A everlasting disruption of the mortgage space
In light of less volume because of fewer loan originations, many mortgage lenders have needed to lay off hundreds of employees since 2022. The current market is beset by higher rates of interest, ever-increasing property values and stubborn inflation, which have further exacerbated lenders’ bottom lines. Adding to the strange mix: An untold number of householders who secured historically low mortgage rates within the 2%-3% throughout the spread of COVID-19 are actually in ‘golden handcuffs’, unable or unwilling to relinquish rates by moving.
“This is just not only a cycle,” Hanson reiterated. “This is a everlasting disruption of the mortgage space. Companies like Rocket [TPO] and UWM [United Wholesale Mortgage] – a number of corporations are taking a look at those sorts of models to see if that is smart.”
Hanson noted that loanDepot itself has needed to dramatically adjust to the times, chiefly by exiting the wholesale channel altogether.

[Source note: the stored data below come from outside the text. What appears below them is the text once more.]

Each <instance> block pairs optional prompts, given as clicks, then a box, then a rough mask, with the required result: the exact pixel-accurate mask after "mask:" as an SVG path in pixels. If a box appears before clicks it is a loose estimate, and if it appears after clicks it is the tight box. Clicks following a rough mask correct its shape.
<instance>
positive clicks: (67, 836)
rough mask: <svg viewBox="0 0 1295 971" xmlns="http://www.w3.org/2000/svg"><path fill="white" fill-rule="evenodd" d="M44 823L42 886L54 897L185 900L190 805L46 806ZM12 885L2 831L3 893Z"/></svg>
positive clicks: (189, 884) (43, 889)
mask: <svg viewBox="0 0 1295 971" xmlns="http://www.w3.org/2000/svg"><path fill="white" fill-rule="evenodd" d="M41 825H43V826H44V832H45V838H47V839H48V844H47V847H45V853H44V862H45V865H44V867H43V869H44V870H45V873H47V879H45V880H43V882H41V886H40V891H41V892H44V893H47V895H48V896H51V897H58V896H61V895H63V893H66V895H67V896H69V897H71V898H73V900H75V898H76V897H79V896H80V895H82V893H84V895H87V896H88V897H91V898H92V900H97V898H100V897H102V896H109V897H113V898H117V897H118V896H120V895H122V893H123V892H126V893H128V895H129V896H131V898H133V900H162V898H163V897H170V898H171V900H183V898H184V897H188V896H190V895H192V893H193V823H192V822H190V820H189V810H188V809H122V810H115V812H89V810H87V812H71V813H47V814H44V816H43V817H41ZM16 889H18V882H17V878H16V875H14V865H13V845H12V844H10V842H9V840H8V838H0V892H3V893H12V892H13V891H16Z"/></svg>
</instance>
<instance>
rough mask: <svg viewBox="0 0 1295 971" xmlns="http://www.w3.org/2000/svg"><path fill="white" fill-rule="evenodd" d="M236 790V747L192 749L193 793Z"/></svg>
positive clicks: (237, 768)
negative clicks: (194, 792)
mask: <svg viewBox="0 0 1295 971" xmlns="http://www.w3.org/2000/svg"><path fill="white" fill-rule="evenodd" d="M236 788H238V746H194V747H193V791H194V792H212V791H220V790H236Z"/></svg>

In the method, the corporate laid off some 3,000 employees because it sought to readjust to the altered landscape.
“We pulled out of wholesale,” Hanson said. “We’re out. Plenty of corporations just got out. But retail, direct lending and joint ventures are the three platforms we’re going to keep up and proceed to grow, and we’re investing technology money, investment money, to remain. We may never get into the wholesale space in the long run.”
Aberrations have been thrown into the works
Having surveyed the fractured landscape, he wonders what might have been. “I have a look at what’s happening with rates of interest. I often wonder if any person very smart years ago had said the bottom rate the US goes to have is 4% and the very best rate the US goes to have is 6% and we are going to never get below or above it – I ponder if we’d have been higher off then, than if we had gone to 0% to eight% to 13% – that actually ravages our business.”